The town was mentioned for the first time in 12 April 1128 in a message for Pope Honorius II.[1]
For a long time Esch was a small farming village in the valley of the Uelzecht river. This changed when important amounts of iron ore were found in the area in the 1850s. With the development of the mines and the steel industry the town's population multiplied tenfold in a couple of decades. In 1911 the steel- and iron-producing company ARBED was founded.[2] The development of the steel industry, especially in the south of the country, provided Luxembourg with sustained economic growth during the second half of the 19th century.[3]
In the 1970s, as a result of the steel crisis, the mines and many of the blast furnaces were shut down, the last one, in Esch-Belval, definitively halting its operations in 1997.[3] The blast furnaces were replaced by an electric furnace that is fed with scrap metal rather than iron ore.[4]
Today the industrial wastelands on Belval left behind by the steel industry, are being redeveloped and converted into a new, modern town quarter. New cultural buildings such as the cinema Kinepolis Belval in the Belval Plaza shopping mall[5] and the Rockhal, Luxembourg's biggest concert hall have been made.[6]
The area around the old blast furnaces will host different structures of the University of Luxembourg, many research centres and the national archives.[7]
Esch is governed by its communal council, consisting of 19 councillors. Communal elections take place every 6 years, under a system of proportional representation. Currently the mayor is Christian Weis, of the Christian Social People's Party (CSV). The governing majority on the council consists of the CSV, the DP and The Greens.[8]
Esch is home to the Esch Conservatory of Musi.[13]
The city has the longest shopping street in Luxembourg.[14]
Culture
Film production
In 2001, a Luxembourg film production company had depicted a 40,000 m2 and 15 meter high backdrop built for the feature film Secret Passage with John Turturro on the Terre Rouge, a site of a former steelwork in Esch-sur Alzette. The filmset represents the contemporary Venice of the 16th century with a 600 meter long copy of the Grand Canal and 118 house facades. The "Venice-sur-Alzette" was built for around 5 million Euro and was one of the largest open-air film sets in European film history.[15]

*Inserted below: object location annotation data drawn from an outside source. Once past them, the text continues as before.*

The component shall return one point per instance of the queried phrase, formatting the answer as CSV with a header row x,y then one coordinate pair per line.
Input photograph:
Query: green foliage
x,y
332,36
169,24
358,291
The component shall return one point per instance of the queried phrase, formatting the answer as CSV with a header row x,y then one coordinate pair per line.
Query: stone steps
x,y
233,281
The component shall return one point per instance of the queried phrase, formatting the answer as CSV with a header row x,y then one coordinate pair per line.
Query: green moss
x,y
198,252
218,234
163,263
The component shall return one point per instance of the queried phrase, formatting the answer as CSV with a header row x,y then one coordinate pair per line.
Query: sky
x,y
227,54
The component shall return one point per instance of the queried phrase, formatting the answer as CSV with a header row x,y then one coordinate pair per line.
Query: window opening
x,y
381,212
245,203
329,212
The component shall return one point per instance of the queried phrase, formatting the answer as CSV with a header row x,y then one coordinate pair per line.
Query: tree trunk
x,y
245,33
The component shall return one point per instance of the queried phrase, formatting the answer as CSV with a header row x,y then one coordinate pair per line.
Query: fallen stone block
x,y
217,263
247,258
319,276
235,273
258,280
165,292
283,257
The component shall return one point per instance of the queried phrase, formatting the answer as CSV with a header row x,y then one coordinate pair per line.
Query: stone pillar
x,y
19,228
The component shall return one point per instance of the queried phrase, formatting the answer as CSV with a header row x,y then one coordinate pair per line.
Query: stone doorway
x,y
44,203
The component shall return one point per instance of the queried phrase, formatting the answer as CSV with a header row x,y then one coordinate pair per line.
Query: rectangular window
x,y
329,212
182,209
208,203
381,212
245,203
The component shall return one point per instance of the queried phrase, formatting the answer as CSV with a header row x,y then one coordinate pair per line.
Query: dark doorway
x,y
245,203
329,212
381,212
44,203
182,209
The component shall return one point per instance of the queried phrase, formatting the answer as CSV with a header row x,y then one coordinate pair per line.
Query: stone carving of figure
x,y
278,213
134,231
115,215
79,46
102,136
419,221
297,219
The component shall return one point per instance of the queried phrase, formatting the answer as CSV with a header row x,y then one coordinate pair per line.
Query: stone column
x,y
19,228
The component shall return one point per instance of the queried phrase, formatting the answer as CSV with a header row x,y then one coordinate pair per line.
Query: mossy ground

Esch is connected by the bus lines 1, 2, 3, 4, 5, 7, 12, 13, 15, and 17 of the communal public transport company T.I.C.E[17] (transports intercommunales du canton Esch/Alzette, intercommunal transportation of the canton Esch/Alzette), their maintenance depot and headquarter is situated in Esch, and Esch also is connected by lines 307, 312, 313 and 314 of the R.G.T.R.[18]